Sheldon shot upright, eyes wide. "—W. Averell Harriman?" he gasped.

"Nope, not him, uh-uh," Mary shot back. "That Harriman was an ambassador; her Harriman was a navy man. Trouble was Matty never would say if Harriman was his surname or Christian name, and she never talked about him again after she came home and announced her . . . surprise."

"Why not?"

"Oh, honey, it was a different time back then. To be unwed and with child? That was a scandal of biblical proportions. People didn't talk about such things, let alone confess to having done them. Even married folks didn't discuss . . . sex." Mary slid a hand over her mouth. "And therein lied the problem," she uttered into it. "Anyway, it just wasn't done. Not like the girls of today who put a notch in their bedposts just to keep track of their paramours."

"Did she say anything else about the sire?"

"Well, she did say he was a genius, like you, but he was also—what was that word your friend Penny used? A whack-a-doodle? That he was on the edge of reality, which was why she didn't want to tell him about the baby."

Sheldon blinked. "Was he a physicist, too?"

"I don't know. The only reason I do know is because Matty let a little bit slip out after too much wine at a wedding once. Now you see, that's why alcohol is the devil's drink and I—"

"—Mother!"

"Oh, right, right. She told me in drunken confidence that he invented things."

Sheldon perked up. "What kind of things?"

"All sorts. Instruments of some kind. Navy stuff mostly, technical stuff. She didn't understand much of it. She said he told her was going to build the biggest submarine in the world. Well, if it was anything like that Spruce Goose airplane, we all know how that turned out."

"A boat?" Sheldon deflated, his shoulders drooping. "That was his big invention?"

"The man was well thought of and highly respected. She knew that for a fact."

"What'd he look like?"

"Nice try, but she wasn't that drunk."

Sheldon lowered his head. "So grandmother Claire was illegitimate."

"Whoa, now, you just stop right there! Memaw Claire's bloodline might have been askew, but no one can ever say she wasn't wanted or cherished. Richard Fortner loved your G.G. Matilda from the minute he set eyes on her in the first grade. And when Matty came home from the service with her extra package, Richard had her wed before she had her suitcases unpacked. Most important, they were happy and they loved your memaw. And seeing the way things turned out afterwards, with Richard firing blanks and all, they came to consider the incident as a God-given blessing."

"So she never told you anything more about the man's identity?"

"Wasn't a need too. They loved each other and that was all that mattered."

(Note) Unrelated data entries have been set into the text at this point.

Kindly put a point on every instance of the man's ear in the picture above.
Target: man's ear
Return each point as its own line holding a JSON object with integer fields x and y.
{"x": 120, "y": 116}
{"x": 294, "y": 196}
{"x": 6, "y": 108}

Sheldon blinked. "Rats." His disappointment suddenly vanished, his eyes filling with gleam. "The Nelson Institute in Santa Barbara, California builds some of the biggest submarines to date—strictly research subs, of course—so I wonder if they can tell me anything. They did build the S.S.R.N Seaview after all. I'd love to see her. They must know who'd be capable of-"

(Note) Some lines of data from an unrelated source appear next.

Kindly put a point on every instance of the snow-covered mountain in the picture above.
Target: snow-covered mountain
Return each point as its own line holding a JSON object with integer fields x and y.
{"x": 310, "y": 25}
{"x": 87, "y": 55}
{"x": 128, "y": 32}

Mary slammed her palm down on the table so fast and hard it made Sheldon jump. "No! She leaned forward boring her eyes into his, emphasizing her intent. "It stops right here, right now! You understand me? They were happy, leave it at that."

Sheldon matched her stoic gaze for a long time, as Mary knew he would. His stubbornness was infamous. But she couldn't let him win. And when she saw his eye twitch, Mary knew she had him! Seconds later, he broke into his signature smile.

"Can we have breakfast now?"

. . . . . . . . . .

For those who have never seen Voyage to the Bottom of the Sea, the show was created in the 1960s by Irwin Allen, who also gave the world Lost in Space, Time Tunnel, and Land of the Giants. The episodes centered around the S.S.R.N. Seaview (the largest, fastest submarine in the world), her genius inventor, Admiral Harriman Nelson, and her numerous crew, particularly Captain Lee Crane and Lt. Commander Chip Morton.